Develop Guidelines for Instructor–Student Communication

It is easy to underestimate how much access campus students have to instructors. Those few minutes before and after class or during break are opportunities for on-campus students to get clarification, quick answers to questions or feedback. Your distance students do not share this access to you.


Define Email Hours as You Would Office Hours

Just as you would establish your campus office hours (or appointment availability), you should also determine what your email policy or "hours" will be. Making your email hours explicit will help reduce unrealistic expectations on the part of students regarding response time to their emails as well as help you structure the time you use to manage the online portion of the course.

Not establishing email hours can be confusing to students who may get prompt responses from some times and other times wait days to hear from you – perhaps feeling they must repeatedly resend their original mail. Furthermore, scrambling to answer emails as time allows is not very efficient use of your time or energy.

Use the questions and tips below to guide your policy.

Email hours

  • How quickly will you reply? (within 24 hrs? 3 days? etc.)
    TIP: Sometimes you may not be able to reply adequately in the time you have set forth.
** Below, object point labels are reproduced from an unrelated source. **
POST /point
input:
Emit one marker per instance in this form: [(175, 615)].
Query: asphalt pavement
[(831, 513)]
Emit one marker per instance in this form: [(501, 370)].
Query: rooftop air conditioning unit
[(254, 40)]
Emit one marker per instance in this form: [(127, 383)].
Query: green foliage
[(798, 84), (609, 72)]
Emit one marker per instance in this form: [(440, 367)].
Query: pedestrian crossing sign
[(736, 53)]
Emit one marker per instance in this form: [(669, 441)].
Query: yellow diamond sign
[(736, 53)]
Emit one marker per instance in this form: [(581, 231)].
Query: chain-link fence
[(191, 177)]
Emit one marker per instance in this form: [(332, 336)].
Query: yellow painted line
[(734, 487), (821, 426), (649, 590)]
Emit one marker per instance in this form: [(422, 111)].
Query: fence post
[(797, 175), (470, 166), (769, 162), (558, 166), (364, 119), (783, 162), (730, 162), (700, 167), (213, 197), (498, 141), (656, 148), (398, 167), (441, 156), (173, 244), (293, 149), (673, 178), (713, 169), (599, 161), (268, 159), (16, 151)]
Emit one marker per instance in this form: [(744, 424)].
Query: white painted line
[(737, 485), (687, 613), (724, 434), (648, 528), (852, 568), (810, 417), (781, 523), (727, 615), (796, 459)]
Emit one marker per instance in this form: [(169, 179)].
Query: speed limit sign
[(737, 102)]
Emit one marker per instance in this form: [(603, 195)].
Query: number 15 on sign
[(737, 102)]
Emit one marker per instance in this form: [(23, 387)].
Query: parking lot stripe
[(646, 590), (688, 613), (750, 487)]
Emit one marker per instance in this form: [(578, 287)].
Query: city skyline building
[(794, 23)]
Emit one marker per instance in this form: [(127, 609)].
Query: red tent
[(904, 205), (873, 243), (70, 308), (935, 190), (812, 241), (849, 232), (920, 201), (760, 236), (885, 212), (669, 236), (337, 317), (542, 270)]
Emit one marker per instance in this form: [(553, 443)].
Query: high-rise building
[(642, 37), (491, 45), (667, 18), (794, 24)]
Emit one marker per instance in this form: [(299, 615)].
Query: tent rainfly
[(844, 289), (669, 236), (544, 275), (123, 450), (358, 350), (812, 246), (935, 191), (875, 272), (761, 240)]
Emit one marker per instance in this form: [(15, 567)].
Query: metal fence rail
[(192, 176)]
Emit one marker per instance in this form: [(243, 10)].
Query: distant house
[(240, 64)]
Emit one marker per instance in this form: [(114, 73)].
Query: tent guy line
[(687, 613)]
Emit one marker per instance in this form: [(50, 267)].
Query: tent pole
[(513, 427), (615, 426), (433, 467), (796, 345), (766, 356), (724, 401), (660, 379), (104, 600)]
When this happens send a quick reply to confirm that you have received the email and will respond as soon as possible.
  • When will you NOT read or reply to email (weekends, Wednesdays, after 6pm, etc.)?

Uses of email

  • Are there questions you will not address, such as administrative or technical questions that should directed to others?
  • Should distance learners inform you ahead of time when they will attend class on campus?
  • Will you have different email policies for your on-campus students? (anything you prefer to address during office hours?

Manage your inbox

An inbox teeming with email from your students as well as anyone else – including listservs – is difficult to manage. Email get "lost" or forgotten or you may spend too much time trying to find something you know is in there.

  • Create a folder for your distance students (or all students from that course). This will keep them out of your inbox.
  • Use email rules to manage your email. Rules can automate the process of transferring email from your inbox to the appropriate folder. Often rules also allow you automate other outcomes such as changing the color of the email subject line. For example. Create a folder for all students in the course. Then create a rule that moves emails from these individuals into that folder automatically and that also changes the color of the email from distance learners. This will make them easier to distinguish from the campus students.
    TIP: If you don’t already know how to create email rules, ask a colleague or your tech staff. Learning this procedure will ultimately save time and simplify your work.

"What is helpful is [the professor’s] instant replies to questions. Most professors at the UW have been wonderful about quick replies this is an additional plus for this class."


Use the Phone

Talking to someone over the phone is often more time efficient than emailing since clarifications are immediate and speaking requires less effort than writing.

  • Schedule at least one phone call with your distance learners. The effort you put into setting up this phone call will most likely pay off in the long run.
  • When something is urgent or you sense that you and a student are not communicating well, use the phone.

"I think the instructors want us to succeed and I do feel that they are available and checking for problems frequently."

"Email can be slow in that if I ask a question, and the instructor doesn’t give me the information I need, I may have to ask again, and the process can take hours or even days, when if I had just had a conversation with the instructor, it would have taken 2 minutes."